Others are enticed by cheap prices for items such as phones, only for the seller to demand further payment for delivery or customs tariffs. Some have been caught out by notices advertising "free" trials of a product or service but which is actually a front for a costly subscription service.

 

New threats

 

With scammers becoming ever-more inventive and their approaches more sophisticated, it is important that consumers remain vigilant and are aware of the latest threats. While new variations of scams emerge daily, often there are common threads which make fraudulent approaches easier to identify. Some of the new frontiers for online fraud include, online dating, animal rescue and those perpetrated via gaming sites and on mobile devices. 

 

One case study

 

A Bulgarian consumer was contacted by a British seller on Skype. The consumer ordered three mobile phones for a total price of 600 USD which was paid via a money transfer service. The consumer had suspicions about the trader’s credibility, but as the price was so low, he decided to buy anyway. The trader reassured him that he had a legitimate business in the United Kingdom and that he could be easily pursued in case of non-compliance. After a few days the trader requested the consumer pay an additional 750 USD for tax and custom fees. The consumer paid this money but did not receive the phones. He was then asked to pay 1000 USD more. The consumer did not agree and asked for his money back. The trader never reimbursed him or delivered the phones.

 

Tips & tricks

 

Avoid being scammed

 

The report provides tips, checklists and table of institutions to report a scam for consumers.

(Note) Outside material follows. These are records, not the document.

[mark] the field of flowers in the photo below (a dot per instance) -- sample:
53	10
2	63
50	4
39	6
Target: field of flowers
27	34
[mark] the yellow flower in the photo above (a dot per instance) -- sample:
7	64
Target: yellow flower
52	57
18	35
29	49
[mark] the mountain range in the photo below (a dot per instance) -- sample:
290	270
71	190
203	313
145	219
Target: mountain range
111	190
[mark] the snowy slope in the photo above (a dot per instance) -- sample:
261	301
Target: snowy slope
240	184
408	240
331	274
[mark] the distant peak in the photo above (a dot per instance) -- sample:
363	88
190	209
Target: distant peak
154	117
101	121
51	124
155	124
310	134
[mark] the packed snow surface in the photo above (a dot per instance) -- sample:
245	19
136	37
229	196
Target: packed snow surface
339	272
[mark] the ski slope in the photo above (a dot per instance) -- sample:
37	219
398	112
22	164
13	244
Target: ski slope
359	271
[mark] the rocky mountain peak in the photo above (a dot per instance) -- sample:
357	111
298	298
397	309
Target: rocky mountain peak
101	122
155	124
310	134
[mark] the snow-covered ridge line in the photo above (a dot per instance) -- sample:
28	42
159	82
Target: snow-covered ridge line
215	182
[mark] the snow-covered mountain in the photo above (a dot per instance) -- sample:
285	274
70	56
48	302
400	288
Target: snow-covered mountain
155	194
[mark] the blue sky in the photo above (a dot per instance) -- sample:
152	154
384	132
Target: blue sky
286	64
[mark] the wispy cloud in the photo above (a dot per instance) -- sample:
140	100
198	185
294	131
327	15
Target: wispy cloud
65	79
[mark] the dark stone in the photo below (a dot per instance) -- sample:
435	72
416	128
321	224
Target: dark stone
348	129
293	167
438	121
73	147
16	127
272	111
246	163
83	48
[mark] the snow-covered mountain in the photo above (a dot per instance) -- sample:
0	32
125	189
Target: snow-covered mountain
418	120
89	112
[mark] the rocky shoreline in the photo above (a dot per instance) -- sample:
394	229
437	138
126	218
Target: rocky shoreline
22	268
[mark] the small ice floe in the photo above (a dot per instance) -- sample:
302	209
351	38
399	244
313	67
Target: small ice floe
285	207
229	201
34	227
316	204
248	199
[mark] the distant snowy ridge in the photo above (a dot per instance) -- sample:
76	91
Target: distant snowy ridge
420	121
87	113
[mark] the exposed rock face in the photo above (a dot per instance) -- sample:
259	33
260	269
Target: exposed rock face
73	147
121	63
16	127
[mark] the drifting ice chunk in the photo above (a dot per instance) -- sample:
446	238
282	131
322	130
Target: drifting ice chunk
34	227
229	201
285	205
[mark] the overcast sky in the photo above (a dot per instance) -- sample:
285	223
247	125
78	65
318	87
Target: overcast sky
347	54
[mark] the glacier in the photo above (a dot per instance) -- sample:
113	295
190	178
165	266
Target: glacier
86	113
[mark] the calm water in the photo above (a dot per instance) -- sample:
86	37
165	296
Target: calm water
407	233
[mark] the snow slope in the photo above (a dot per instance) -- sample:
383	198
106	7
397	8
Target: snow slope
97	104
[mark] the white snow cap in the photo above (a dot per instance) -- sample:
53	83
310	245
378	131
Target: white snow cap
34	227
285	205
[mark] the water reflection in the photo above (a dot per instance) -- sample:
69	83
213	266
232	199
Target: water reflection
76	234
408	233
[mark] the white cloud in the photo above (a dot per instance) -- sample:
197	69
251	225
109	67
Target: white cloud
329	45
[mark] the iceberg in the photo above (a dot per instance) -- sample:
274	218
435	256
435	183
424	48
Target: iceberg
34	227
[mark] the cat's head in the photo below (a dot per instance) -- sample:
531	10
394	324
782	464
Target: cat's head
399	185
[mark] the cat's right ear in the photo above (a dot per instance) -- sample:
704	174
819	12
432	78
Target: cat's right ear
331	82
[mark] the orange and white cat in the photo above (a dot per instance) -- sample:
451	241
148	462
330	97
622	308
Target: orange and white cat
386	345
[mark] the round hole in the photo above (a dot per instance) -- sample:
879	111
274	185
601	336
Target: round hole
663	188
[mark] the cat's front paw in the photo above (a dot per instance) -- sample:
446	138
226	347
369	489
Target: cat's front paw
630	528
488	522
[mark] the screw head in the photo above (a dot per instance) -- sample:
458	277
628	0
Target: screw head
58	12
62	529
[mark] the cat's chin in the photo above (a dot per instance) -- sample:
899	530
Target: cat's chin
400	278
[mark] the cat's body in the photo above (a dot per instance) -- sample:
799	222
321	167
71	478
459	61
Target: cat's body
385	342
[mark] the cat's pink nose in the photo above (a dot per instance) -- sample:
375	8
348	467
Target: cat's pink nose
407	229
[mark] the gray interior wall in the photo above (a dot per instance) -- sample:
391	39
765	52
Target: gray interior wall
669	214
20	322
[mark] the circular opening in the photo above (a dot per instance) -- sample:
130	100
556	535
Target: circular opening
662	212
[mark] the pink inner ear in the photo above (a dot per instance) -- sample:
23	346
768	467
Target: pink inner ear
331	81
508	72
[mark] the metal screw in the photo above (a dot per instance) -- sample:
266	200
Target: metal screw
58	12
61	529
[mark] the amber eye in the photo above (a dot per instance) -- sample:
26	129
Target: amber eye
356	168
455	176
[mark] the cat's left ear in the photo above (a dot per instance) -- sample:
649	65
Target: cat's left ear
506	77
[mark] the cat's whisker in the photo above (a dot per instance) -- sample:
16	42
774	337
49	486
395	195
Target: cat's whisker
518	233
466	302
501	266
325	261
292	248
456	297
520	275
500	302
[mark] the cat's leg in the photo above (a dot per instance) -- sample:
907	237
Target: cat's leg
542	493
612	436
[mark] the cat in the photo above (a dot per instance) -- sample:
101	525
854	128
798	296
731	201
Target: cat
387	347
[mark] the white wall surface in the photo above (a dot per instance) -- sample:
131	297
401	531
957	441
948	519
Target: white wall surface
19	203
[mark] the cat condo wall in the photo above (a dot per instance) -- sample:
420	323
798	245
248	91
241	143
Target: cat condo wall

ECC-Net recommends consumers to:

  • remember, if an offer seems too good to be true, it more than likely is
  • verify where the website is located
  • pay with a safe payment method
  • verify the information provided by the trader; look for trustmarks
  • think about the way the traders present themselves
  • be careful with your personal data. 

ECC-Net acts as adviser

 

ECC-Net’s competence in the event of a fraud is limited as their role is mainly to give advice on consumer rights and assist in solving trade disputes with honest traders.

 

In fraud cases, as the trader is usually difficult to locate and, further, as fraud is considered criminal behaviour, consumers are always advised to report the matter to police or criminal enforcement authorities.

 

They can also try to obtain a refund from their credit card company.

 

At EU level, the European Cybercrime Centre provides a platform for the coordination of national police investigations on cybercrime activities.